$$ x(t) = \cos(\pi t) $$

The particle executes simple harmonic motion (SHM) with amplitude $$ A = 1 \text{ cm} $$ and period $$ T = 2 \text{ s} $$. In one complete cycle (2 s), the motion is as follows:

It starts at $$ x = 1 \text{ cm} $$.

It moves to $$ x = -1 \text{ cm} $$ (covering a distance of $$ 2 \text{ cm} $$).

It returns to $$ x = 1 \text{ cm} $$ (covering another $$ 2 \text{ cm} $$).

Thus, the total distance traveled in one complete cycle is:

$$ D_{\text{cycle}} = 2 + 2 = 4 \text{ cm}. $$

In 12.5 s, the number of cycles is:

$$ \frac{12.5}{2} = 6.25 \text{ cycles}. $$

For the 6 complete cycles (12 s), the distance traveled is:

$$ D_{\text{complete}} = 6 \times 4 = 24 \text{ cm}. $$

For the remaining 0.5 s, determine the displacement.
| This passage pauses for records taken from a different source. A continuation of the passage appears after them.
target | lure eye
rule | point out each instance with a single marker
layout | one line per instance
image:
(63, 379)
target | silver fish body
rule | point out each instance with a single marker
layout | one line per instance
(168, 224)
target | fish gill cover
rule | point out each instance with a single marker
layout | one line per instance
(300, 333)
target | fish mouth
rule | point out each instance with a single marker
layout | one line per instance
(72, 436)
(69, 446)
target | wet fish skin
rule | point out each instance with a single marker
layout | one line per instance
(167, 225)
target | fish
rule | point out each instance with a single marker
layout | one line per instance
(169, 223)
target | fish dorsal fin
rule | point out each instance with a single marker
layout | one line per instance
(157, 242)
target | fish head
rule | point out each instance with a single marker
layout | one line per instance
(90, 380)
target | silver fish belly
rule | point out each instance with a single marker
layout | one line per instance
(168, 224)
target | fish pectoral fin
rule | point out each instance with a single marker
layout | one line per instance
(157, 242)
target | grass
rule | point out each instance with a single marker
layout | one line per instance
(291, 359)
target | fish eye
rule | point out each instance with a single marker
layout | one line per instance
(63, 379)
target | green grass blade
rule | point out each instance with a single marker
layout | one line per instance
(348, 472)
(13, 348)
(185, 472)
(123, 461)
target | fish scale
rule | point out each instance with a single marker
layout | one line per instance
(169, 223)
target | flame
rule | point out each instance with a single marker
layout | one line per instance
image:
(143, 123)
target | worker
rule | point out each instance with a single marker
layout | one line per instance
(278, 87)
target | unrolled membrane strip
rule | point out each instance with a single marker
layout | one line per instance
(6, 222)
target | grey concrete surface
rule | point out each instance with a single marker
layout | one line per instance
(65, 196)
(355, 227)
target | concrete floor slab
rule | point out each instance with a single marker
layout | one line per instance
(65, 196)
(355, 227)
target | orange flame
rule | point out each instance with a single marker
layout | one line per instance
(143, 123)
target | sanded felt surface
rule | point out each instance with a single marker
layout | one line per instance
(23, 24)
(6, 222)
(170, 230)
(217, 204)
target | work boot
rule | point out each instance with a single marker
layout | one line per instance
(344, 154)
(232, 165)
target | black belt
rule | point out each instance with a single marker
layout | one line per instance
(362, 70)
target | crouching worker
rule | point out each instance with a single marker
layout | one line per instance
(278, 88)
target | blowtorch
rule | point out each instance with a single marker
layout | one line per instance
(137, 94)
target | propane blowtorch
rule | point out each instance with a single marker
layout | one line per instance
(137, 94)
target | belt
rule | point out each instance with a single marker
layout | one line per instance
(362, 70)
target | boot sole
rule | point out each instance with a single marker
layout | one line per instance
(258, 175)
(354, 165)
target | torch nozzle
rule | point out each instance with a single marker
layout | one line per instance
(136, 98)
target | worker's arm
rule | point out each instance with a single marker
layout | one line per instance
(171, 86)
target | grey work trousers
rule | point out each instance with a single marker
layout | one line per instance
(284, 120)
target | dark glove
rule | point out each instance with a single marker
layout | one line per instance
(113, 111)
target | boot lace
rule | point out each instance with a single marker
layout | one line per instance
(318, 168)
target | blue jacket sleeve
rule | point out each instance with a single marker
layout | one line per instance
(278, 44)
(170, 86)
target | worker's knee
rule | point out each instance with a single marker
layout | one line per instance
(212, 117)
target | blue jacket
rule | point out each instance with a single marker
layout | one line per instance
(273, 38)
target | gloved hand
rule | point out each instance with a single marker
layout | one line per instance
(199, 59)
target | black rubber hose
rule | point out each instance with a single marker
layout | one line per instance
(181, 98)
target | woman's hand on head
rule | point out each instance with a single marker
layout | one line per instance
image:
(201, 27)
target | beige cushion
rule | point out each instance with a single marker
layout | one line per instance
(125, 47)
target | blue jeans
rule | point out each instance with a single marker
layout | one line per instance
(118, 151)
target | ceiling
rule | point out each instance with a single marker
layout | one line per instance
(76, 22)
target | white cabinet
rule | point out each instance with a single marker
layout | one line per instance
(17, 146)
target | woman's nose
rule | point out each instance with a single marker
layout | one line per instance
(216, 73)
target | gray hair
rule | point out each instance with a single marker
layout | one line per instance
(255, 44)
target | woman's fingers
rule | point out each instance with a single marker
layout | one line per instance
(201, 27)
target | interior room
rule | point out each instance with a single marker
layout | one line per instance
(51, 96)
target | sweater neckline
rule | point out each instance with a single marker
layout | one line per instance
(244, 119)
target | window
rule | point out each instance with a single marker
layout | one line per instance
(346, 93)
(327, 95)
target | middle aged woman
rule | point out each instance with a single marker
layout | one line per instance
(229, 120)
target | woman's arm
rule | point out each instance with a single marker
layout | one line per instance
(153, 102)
At $$ t = 12 \text{ s} $$, the particle is at:

$$ x(12) = \cos(12\pi) = 1 \text{ cm}. $$

After an extra 0.5 s (i.e., at $$ t = 12.5 \text{ s} $$), the position becomes:

$$ x(12.5) = \cos(12.5\pi) = \cos\left(12\pi + \frac{\pi}{2}\right) = \cos\frac{\pi}{2} = 0 \text{ cm}. $$

The distance covered in this interval is:

$$ D_{\text{extra}} = |1 - 0| = 1 \text{ cm}. $$

So, the total distance traveled is:

$$ D = D_{\text{complete}} + D_{\text{extra}} = 24 + 1 = 25 \text{ cm}. $$

The net displacement, which is the difference between the final and initial positions, is calculated as follows:

Initial position at $$ t = 0 $$:

$$ x(0) = \cos 0 = 1 \text{ cm}, $$

Final position at $$ t = 12.5 \text{ s} $$:

$$ x(12.5) = 0 \text{ cm}. $$

Thus, the displacement is:

$$ d = |0 - 1| = 1 \text{ cm}. $$

The ratio of the total distance traveled to the displacement is:

$$ \frac{D}{d} = \frac{25}{1} = 25. $$

Therefore, the correct answer is $$25$$.